View PostLincolnSpector, on 18 June 2010 - 08:07 AM, said:

View PostDrZeus, on 17 June 2010 - 05:33 PM, said:

Hi Lincoln,
I've been searching for an answer to this question for quite a while. As a matter of fact, I have previously addressed it thru this forum some time ago without an acceptable response.

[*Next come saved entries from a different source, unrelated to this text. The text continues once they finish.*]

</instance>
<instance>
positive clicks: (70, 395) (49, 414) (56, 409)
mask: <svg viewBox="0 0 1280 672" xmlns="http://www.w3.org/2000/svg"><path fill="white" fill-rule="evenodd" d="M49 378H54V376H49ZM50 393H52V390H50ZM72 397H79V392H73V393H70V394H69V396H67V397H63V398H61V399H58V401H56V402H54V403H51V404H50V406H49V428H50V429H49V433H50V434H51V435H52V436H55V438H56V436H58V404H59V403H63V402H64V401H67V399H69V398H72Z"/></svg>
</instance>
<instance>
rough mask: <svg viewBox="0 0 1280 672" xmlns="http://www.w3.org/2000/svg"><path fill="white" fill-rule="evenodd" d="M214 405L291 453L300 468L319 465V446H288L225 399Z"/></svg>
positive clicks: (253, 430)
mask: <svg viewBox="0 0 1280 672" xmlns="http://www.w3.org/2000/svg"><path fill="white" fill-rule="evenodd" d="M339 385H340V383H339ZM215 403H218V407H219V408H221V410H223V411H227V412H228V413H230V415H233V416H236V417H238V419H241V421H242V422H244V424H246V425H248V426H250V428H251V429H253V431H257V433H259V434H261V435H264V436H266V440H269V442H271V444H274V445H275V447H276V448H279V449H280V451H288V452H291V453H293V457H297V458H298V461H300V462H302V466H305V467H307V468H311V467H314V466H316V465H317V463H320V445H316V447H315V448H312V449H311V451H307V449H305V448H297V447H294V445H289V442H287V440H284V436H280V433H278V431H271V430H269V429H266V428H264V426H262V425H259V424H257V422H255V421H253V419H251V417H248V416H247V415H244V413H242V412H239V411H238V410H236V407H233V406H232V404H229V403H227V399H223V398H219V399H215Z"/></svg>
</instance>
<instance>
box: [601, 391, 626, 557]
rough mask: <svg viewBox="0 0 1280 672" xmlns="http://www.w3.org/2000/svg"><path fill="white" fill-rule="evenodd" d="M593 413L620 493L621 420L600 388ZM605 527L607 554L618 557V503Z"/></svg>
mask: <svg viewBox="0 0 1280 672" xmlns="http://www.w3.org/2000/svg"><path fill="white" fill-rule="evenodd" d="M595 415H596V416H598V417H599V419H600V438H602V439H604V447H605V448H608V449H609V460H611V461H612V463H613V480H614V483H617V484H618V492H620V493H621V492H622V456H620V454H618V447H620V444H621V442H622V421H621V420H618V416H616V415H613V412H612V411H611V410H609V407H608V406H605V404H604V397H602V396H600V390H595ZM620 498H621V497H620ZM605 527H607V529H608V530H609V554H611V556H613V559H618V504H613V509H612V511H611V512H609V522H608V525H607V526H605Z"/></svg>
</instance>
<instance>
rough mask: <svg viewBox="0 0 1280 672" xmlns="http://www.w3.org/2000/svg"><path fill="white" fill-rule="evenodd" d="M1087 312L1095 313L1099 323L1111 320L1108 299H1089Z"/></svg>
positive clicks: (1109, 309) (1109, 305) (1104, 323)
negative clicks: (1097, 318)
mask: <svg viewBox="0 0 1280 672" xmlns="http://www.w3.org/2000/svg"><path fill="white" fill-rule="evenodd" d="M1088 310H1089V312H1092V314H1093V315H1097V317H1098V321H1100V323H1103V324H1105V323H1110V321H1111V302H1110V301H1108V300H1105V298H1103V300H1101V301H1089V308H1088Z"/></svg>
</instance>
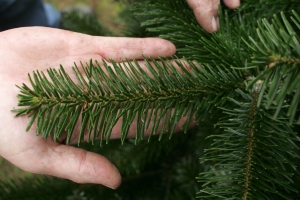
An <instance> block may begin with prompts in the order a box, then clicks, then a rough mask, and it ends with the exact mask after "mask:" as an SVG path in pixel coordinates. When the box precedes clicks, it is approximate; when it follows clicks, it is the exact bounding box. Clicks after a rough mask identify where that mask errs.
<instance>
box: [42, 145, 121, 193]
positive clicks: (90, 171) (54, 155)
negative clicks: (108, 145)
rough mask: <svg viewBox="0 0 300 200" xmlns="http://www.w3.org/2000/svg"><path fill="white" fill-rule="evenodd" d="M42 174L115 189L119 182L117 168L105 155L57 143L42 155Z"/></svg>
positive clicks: (118, 185) (118, 172)
mask: <svg viewBox="0 0 300 200" xmlns="http://www.w3.org/2000/svg"><path fill="white" fill-rule="evenodd" d="M44 158H45V160H44V161H42V163H46V164H45V165H44V166H45V167H44V168H43V169H41V170H40V173H42V174H48V175H52V176H56V177H60V178H65V179H69V180H71V181H73V182H76V183H93V184H101V185H104V186H106V187H109V188H112V189H116V188H118V187H119V186H120V184H121V175H120V172H119V170H118V169H117V168H116V167H115V166H114V165H113V164H112V163H111V162H110V161H109V160H108V159H106V158H105V157H103V156H101V155H99V154H96V153H93V152H88V151H86V150H83V149H79V148H75V147H71V146H66V145H59V146H57V147H55V148H54V150H53V151H51V152H49V154H48V156H45V157H44Z"/></svg>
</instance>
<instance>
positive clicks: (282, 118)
mask: <svg viewBox="0 0 300 200" xmlns="http://www.w3.org/2000/svg"><path fill="white" fill-rule="evenodd" d="M141 2H142V1H141ZM131 3H132V2H131ZM130 5H131V4H130ZM130 9H133V11H132V10H129V7H128V10H127V9H124V10H123V12H122V13H120V15H121V16H122V18H123V19H128V20H127V24H126V26H125V27H124V34H125V35H127V36H139V37H144V36H159V37H162V38H166V39H168V40H170V41H172V42H173V43H174V44H175V45H176V47H177V56H178V57H180V58H186V59H188V60H192V61H196V62H197V63H199V65H200V66H201V67H202V72H201V73H199V74H198V76H199V81H200V83H199V87H202V90H201V91H200V93H201V94H203V99H202V102H205V106H206V109H205V110H203V114H202V115H201V121H200V123H199V125H198V127H197V128H196V129H194V130H191V131H189V132H188V133H187V134H174V135H173V137H172V139H171V140H169V139H168V136H164V137H162V139H161V140H160V141H158V140H157V139H156V138H155V137H153V138H152V139H151V141H150V142H149V143H148V142H146V141H141V142H140V143H139V144H138V145H136V146H135V145H133V144H134V143H135V140H134V139H127V140H125V142H124V144H123V145H122V146H121V145H120V141H110V143H109V145H105V146H103V147H101V148H100V147H99V145H97V144H96V145H95V146H91V145H89V144H85V145H84V148H86V149H88V150H90V151H94V152H97V153H101V154H102V155H105V156H106V157H108V158H109V159H110V160H112V162H113V163H114V164H115V165H116V166H117V167H118V169H119V170H120V171H121V174H122V177H123V183H122V186H121V187H120V188H119V189H117V190H116V191H113V190H110V189H107V188H104V187H102V186H98V185H77V184H74V183H71V182H69V181H65V180H60V179H53V178H51V179H49V178H47V177H44V178H43V177H40V178H28V179H22V180H20V181H19V183H18V182H16V181H13V182H12V183H10V182H8V181H5V182H1V184H0V191H1V193H2V194H3V195H4V196H3V197H1V198H2V199H39V198H41V197H43V199H45V196H47V197H48V198H49V199H53V198H58V199H172V200H173V199H179V200H182V199H195V198H196V197H198V198H200V199H300V196H299V194H298V191H299V189H300V188H299V186H300V179H299V177H300V176H299V172H298V170H297V166H298V165H299V148H298V146H299V137H298V136H297V133H299V124H300V111H299V110H300V108H299V102H300V77H299V74H300V68H299V66H300V65H299V61H300V39H299V33H300V17H299V13H300V4H299V3H298V2H297V1H288V0H285V1H278V0H260V1H259V3H258V2H257V1H254V0H247V1H246V0H245V1H242V5H241V7H240V8H239V9H238V10H235V11H231V10H227V9H226V8H225V7H224V6H222V7H221V8H220V21H221V29H220V31H219V32H218V33H215V34H208V33H206V32H205V31H204V30H203V29H202V28H201V27H200V26H199V25H198V23H197V22H196V20H195V18H194V15H193V13H192V12H191V10H190V9H189V7H188V5H187V4H186V2H185V1H184V0H181V1H172V0H166V1H164V2H163V3H162V2H161V1H155V0H151V1H148V2H147V3H144V2H142V3H141V4H135V6H134V7H133V8H130ZM132 13H134V14H135V16H136V17H135V16H132ZM134 17H135V18H134ZM65 20H66V21H65V22H68V23H69V24H76V25H77V24H80V23H79V22H78V20H79V21H80V20H85V19H80V18H78V16H76V14H75V13H73V14H72V15H70V16H69V17H68V18H65ZM81 22H82V21H81ZM88 23H90V22H89V21H84V23H82V24H85V25H87V26H82V29H83V30H80V27H79V28H78V27H77V28H78V29H77V30H76V31H80V32H86V31H88V30H87V29H88V27H92V29H94V30H99V35H106V34H108V33H109V32H101V30H102V29H101V28H99V29H95V27H94V26H88ZM92 23H93V22H92ZM140 23H141V24H142V26H139V24H140ZM96 24H99V27H100V26H101V27H103V25H101V24H100V22H99V21H97V23H96ZM97 27H98V25H97ZM70 29H71V28H70ZM199 158H200V160H199ZM195 177H196V178H195ZM29 183H30V184H29ZM64 188H69V189H64ZM49 189H51V191H56V192H55V193H54V192H53V194H51V195H50V194H49ZM66 190H67V191H68V192H69V193H68V192H63V191H66ZM16 191H17V192H16ZM36 191H39V192H36ZM45 194H49V195H45ZM52 195H53V196H52ZM54 195H56V196H57V197H54Z"/></svg>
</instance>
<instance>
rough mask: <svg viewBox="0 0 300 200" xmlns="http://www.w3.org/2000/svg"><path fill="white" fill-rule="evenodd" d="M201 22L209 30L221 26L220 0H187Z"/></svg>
mask: <svg viewBox="0 0 300 200" xmlns="http://www.w3.org/2000/svg"><path fill="white" fill-rule="evenodd" d="M187 2H188V4H189V5H190V7H191V8H192V9H193V11H194V14H195V17H196V19H197V21H198V22H199V24H200V25H201V26H202V28H204V29H205V30H206V31H208V32H215V31H217V30H218V27H219V18H218V5H219V4H220V0H187Z"/></svg>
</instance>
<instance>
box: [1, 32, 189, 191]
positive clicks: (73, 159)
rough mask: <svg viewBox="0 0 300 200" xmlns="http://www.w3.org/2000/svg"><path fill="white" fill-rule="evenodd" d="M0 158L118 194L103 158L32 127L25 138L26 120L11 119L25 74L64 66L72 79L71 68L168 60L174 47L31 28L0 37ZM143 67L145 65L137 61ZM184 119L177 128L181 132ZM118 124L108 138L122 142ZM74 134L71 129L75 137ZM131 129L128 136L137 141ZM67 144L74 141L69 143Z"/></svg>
mask: <svg viewBox="0 0 300 200" xmlns="http://www.w3.org/2000/svg"><path fill="white" fill-rule="evenodd" d="M0 44H1V45H0V60H1V66H0V83H1V87H0V96H1V98H2V100H1V101H0V119H1V120H0V127H1V129H0V138H1V139H0V155H1V156H2V157H4V158H5V159H7V160H8V161H10V162H11V163H13V164H15V165H16V166H18V167H20V168H21V169H23V170H26V171H29V172H32V173H38V174H48V175H53V176H57V177H61V178H66V179H70V180H72V181H74V182H78V183H98V184H103V185H105V186H107V187H111V188H117V187H118V186H119V184H120V182H121V177H120V174H119V172H118V170H117V169H116V168H115V167H114V166H113V164H111V163H110V162H109V161H108V160H107V159H106V158H105V157H103V156H101V155H98V154H95V153H92V152H87V151H85V150H83V149H79V148H76V147H73V146H67V145H64V144H59V143H56V142H54V141H53V139H52V138H51V137H48V138H47V139H46V140H45V139H42V137H41V136H36V135H35V129H36V127H35V126H34V125H33V127H32V128H31V129H30V130H29V131H28V132H25V128H26V126H27V124H28V123H29V120H30V119H29V118H27V117H26V116H21V117H18V118H15V117H14V115H15V113H12V112H11V109H13V108H14V107H15V106H17V104H18V99H17V97H16V96H17V94H18V93H19V90H18V88H16V87H15V85H21V84H22V83H25V84H27V85H30V84H29V81H28V76H27V74H28V73H31V72H32V71H35V70H39V71H45V70H46V69H48V68H59V65H60V64H61V65H63V66H64V69H65V70H66V72H67V73H69V74H72V70H71V67H72V66H73V63H74V62H76V63H79V62H80V61H82V62H83V63H85V62H88V61H89V60H90V59H91V58H92V59H93V60H98V61H101V59H105V60H108V59H109V58H110V59H113V60H115V61H121V59H124V58H128V59H142V55H145V56H151V57H153V58H156V57H158V55H160V56H171V55H173V54H174V53H175V51H176V49H175V46H174V45H173V44H172V43H170V42H168V41H166V40H162V39H155V38H147V39H134V38H112V37H95V36H89V35H84V34H79V33H74V32H69V31H64V30H58V29H51V28H43V27H31V28H19V29H12V30H8V31H5V32H1V33H0ZM139 63H140V64H141V66H142V65H143V61H139ZM184 121H185V119H182V120H181V121H180V122H179V123H178V128H179V127H181V125H182V123H183V122H184ZM120 129H121V123H117V125H116V126H115V127H114V129H113V132H112V135H111V138H118V137H120ZM76 131H77V132H78V128H77V130H76V129H75V132H76ZM135 131H136V130H135V126H132V127H130V130H129V136H134V135H135ZM71 143H76V140H72V139H71Z"/></svg>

I have 20,000 immaculately edited MP3's that I have legally ripped from my own CD collection. It has taken me 5+ years to rip them, accurately edit each tag and apply MP3gain to every one of those files.
I would like to mirror (back-up) these folders of files to spare drives preserving integrity, perfectly, byte by byte. I have copied these folders in the past using Windows Explorer but, the copy was not without errors. Considering the fact that it would take 4+ months of 24/7 continuous listening to verify each track by ear, the copy MUST BE a PERFECT digital clone of the source file.
How can I accomplish this?

Hi, Doc. That's quite a collection you've got. How many GBs does it take up.

I'd recommend a multi-prong approach:

1) Keep them on your internal hard drive.

2) Make your Music folder part of your regular, daily backup routine, so that it's backed up regularly.

3) Get an MP3 player with a large enough capacity to fit all of your music, and transfer all of it to that.

4) Burn it to DVDs--as data, not as audio. In other words, copy of the files. Use the more expensive, gold-backed Archival DVDs. Store them properly--upright, in a cool, dry location.

5) Burn another set to DVD, and store these somewhere else. Or ask a friend to store them.